Some reflections on 2020

As this blog has been up and running for about 9 months now, I wanted to share a few personal reflections on 2020 for the ‘Church Without Walls’. We started the blog to be a vehicle for communication at a time when we couldn’t physically meet together and we wanted to try to explore a bit what went on behind the walls to those outside who might be curious!

The first important takeaway for me from 2020 has been the importance of team. This blog wouldn’t have ever happened without the help of Gillian, who often sources photos and posts it on the website, making it available to Alison, who posts it on the Facebook page.

During this past year we have needed to mobilise a large team of somewhere between 70-80 people who have undertaken to phone others in the parish and, in that way, to provide a pastoral network of support to those who may be going through difficult things from sickness and bereavement to isolation in this very challenging time.

There are all sorts of teams operating at present – technology teams looking after the preparation and livestreaming of services in church, teams of people who have been cleaning the church and stewarding, teams delivering Sunday school and messy church online.
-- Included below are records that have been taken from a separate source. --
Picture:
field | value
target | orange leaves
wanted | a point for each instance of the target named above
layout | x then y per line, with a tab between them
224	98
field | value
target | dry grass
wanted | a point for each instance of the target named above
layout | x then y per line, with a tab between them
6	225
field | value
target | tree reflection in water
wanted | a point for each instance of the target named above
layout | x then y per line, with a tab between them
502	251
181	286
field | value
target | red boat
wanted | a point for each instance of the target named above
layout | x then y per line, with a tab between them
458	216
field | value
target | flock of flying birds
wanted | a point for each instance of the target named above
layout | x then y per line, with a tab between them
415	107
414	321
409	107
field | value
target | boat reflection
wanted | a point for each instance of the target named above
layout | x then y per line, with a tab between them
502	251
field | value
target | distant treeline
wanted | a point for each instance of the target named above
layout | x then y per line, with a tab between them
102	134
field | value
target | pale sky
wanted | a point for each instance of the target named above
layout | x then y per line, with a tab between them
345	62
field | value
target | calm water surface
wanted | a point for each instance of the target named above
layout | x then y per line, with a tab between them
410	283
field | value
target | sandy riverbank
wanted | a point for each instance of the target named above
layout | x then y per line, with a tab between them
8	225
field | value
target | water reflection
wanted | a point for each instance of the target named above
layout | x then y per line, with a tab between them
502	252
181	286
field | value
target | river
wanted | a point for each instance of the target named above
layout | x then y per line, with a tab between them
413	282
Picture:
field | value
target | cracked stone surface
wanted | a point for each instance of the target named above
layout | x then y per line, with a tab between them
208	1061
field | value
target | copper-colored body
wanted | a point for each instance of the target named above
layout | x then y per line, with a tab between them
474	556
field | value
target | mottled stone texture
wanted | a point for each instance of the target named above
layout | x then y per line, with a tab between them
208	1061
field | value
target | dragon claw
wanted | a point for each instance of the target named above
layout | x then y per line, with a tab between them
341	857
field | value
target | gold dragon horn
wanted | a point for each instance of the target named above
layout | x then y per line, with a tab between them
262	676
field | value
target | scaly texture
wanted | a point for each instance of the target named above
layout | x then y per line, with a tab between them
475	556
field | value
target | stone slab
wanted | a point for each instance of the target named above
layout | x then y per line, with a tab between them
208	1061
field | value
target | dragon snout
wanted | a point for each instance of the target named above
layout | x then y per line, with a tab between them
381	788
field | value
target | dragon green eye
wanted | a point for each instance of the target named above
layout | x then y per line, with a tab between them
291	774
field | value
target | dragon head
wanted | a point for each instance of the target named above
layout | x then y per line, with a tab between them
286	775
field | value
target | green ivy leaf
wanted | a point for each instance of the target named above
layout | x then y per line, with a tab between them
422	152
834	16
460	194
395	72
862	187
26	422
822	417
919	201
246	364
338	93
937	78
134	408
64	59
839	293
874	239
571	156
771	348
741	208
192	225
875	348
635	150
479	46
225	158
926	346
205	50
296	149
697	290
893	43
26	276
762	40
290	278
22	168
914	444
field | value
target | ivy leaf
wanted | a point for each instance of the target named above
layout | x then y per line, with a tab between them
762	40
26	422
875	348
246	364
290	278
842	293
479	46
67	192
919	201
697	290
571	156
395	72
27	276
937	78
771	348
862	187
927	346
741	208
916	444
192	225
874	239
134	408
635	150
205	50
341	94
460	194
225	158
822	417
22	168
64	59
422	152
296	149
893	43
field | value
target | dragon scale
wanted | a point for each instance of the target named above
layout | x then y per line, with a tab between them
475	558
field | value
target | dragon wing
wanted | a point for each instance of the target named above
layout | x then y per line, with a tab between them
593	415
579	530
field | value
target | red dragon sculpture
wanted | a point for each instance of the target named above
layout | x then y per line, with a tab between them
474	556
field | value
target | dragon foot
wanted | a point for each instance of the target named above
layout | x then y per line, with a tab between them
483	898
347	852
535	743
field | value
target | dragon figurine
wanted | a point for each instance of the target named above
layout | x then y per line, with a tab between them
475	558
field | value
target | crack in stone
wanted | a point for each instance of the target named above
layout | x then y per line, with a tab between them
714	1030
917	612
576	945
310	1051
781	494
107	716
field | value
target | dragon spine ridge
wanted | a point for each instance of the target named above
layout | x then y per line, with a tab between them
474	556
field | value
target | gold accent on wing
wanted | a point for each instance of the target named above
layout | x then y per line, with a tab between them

There are teams of people who oversee the count and lodge money, who change flowers and prepare the church for different seasons.

There is the Select Vestry, who have been overseeing the governance of the church and making important decisions, like disbursing funds to organisations and charities. The choir and organist have been making themselves available whenever we are permitted to sing in a socially distanced way. The glebe wardens have been overseeing the maintenance of the church properties, and the list could go on.

There’s a very crystallised realisation that we need each other like never before and, when our teams are functioning well and individuals and organisations are taking that responsibility to care for one another, it makes such a difference.

The second thing that I see as being very important to our wellbeing in this past year is routines. When so many of the gatherings that were so important in our lives have been taken away from us, we appreciate the structure of routines. In my case, it’s preparing services and sermons, writing this blog, making regular phone calls to those who are going through difficult things that I am aware of. During various lockdowns, I wrote about things like Joe Wicks’ PE lessons, which were an important part of our day, or a meal, or time when we could gather as a family to eat or do something together. What are the routines that have been important to you during this year? Are there good spiritual routines and practices that can help you, like reading the Bible regularly, or spending time in prayer, or tuning in to a service if you can’t go in person? I think having those things in place can be a huge help to us in uncertain times.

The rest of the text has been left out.